How to Test ChatGPT: Manual, Automated, and More

#automation

📅 19 Feb 2023 | ⌛ 6 min read

ChatGPT, the new chatbot powered by Artificial Intelligence and Machine Learning from OpenAI,has taken the world by storm for the past few months, offering what seems to be the first conversational AI experience that any human can use and, most importantly, would want to use.

This last part is essential, since the information supplied by Chat GPT is actually useful and not just regurgigated details from the first page of the Google results associated with the input question.

The fact that it works so seamless and can refine its output based on further clarification or demands, can make Chat GPT seem magical.

Let's not forget, however, that this is still a tool developed by the team at OpenAI and, like with any application, testing is needed to ensure things work as intended and that users are getting what they expect from it.

Given its almost magical nature, how do you actually test such a tool? I've racked my brain a bit and have come up with multiple scenarios that would verify Chat GPT's functionality, via both manual as well as automated means.

In case you prefer a more interactive version of this article, check out the video below.

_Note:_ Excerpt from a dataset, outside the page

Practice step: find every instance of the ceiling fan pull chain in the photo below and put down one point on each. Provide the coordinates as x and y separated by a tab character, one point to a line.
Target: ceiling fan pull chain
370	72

What does ChatGPT have to say about testing? 🤖
Functional testing ✔
- Black box testing
- Smoke testing
Automated testing 🔃
- UI testing
- Performance and additional testing
Conclusion 🏁

What does ChatGPT have to say about testing? 🤖

Before jumping into my actual suggestions, I thought that it would be nice to first ask Chat GPT itself how it would like to be tested. After all, it has a huge data set behind it and I'm sure that among all that information there are details related to testing huge Artificial Intelligence or Machine Learning projects.

ChatGPT's suggestions about testing

As you can see, it starts with some pretty generic types of testing applicable to any application. It then extrapolates some of these ideas to come up with black box testing, and then with non-functional testing aka performance testing, and finally ends with the classic: ask the users how they feel about the app's quality.

Functional testing ✔

Enough about an AI's notions about testing, let's use our old squishy monkey brain to come up with a few ideas.

Much like its first suggestion, we can start with a broad black box approach. We input some data and examine the output to see if it conforms to our requirements. With an ML project, however, output can fluctuate in enormous ways, almost as big as the training data used by OpenAI. However, that doesn't mean we can't analyze the output.

Black box testing

First, the languages supported. Here, we go into the realm of internationalization. Is the text outputted relatively correct or just gibberish?

Some outputs and role-playing will lead to intentional grammar errors, so we can try to see if the output reaches a certain percent of legibility. We already have other ML tools like Grammarly that we can use to rate the output.

Other scenarios where outputs have similar elements: asking chatgpt for illegal information, such as the recipes of drugs or how to do unethical things. In these situations, OpenAI hardcoded stops to prevent the tool from giving relevant but not intended details.

Another impressive and maybe scary feature is the capability of Chat GPT to generate working code. We can do a bit of testing here, asking it to generate something in a specific language, taking the output and running it through a static checking tool to at least verify that it may work if it is compiled.

For those less exposed to security testing, always treat code you didn't write with maximum scrutiny, as you never know what unintended side effects it may have on your machine.

Smoke testing

For some general smoke testing, we can have a batch of prompts that check that:

Information is given
Information is useful
Information respects specific prompts, such as role-playing

One key feature of chatgpt is the ability to refine/refactor previously given answers based on additional demands or details. As such, we can also extend these general prompts to contain multiple steps and gauge again the aforementioned points.

Automated testing 🔃

In terms of automation, without knowing that much about the inner workings of the whole system, we can just speculate a few things.

UI testing

First and foremost, general UI functionality can easily be checked with the likes of Selenium. Verify elements are present, interactable, and do that they need to do.

We can also extend this UI automation to help in smoke testing, as we can load up a set of prompts, execute them, and then the output gets stored in a central location, so that it can examined by humans for correctfulness.

Other places where we can attempt automated testing include, of course, the integration and system ones. We can target the platform and its dependencies to ensure things are working smoothly after every release/deploy.

Performance and additional testing

We can also throw in some automated chaos testing, turning off essential systems to see if recovery is happening as expected.

Given that chat gpt is an application built to be accessed by all users of the world wide web, performance testing is also essential. After simulating a huge influx of users, we check to see if answers are given within pre-defined performance parameters (speed, accuracy, etc.).

For example, I caught Chat GPT right in such a period of inactivity where it had to wait about 25 seconds until it loaded the next pieces of the text prompt.

Conclusion 🏁

While Chat GPT seems like one of the best contenders for the biggest tech breakthrough in the last decade or so, at the end of the day, applying basic testing to it isn't that hard.

I'm sure that the OpenAI team has a wide array of testing methods for their application but using the examples I gave above, we can at least gauge to a certain amount the quality of the experience offered by their chatbot.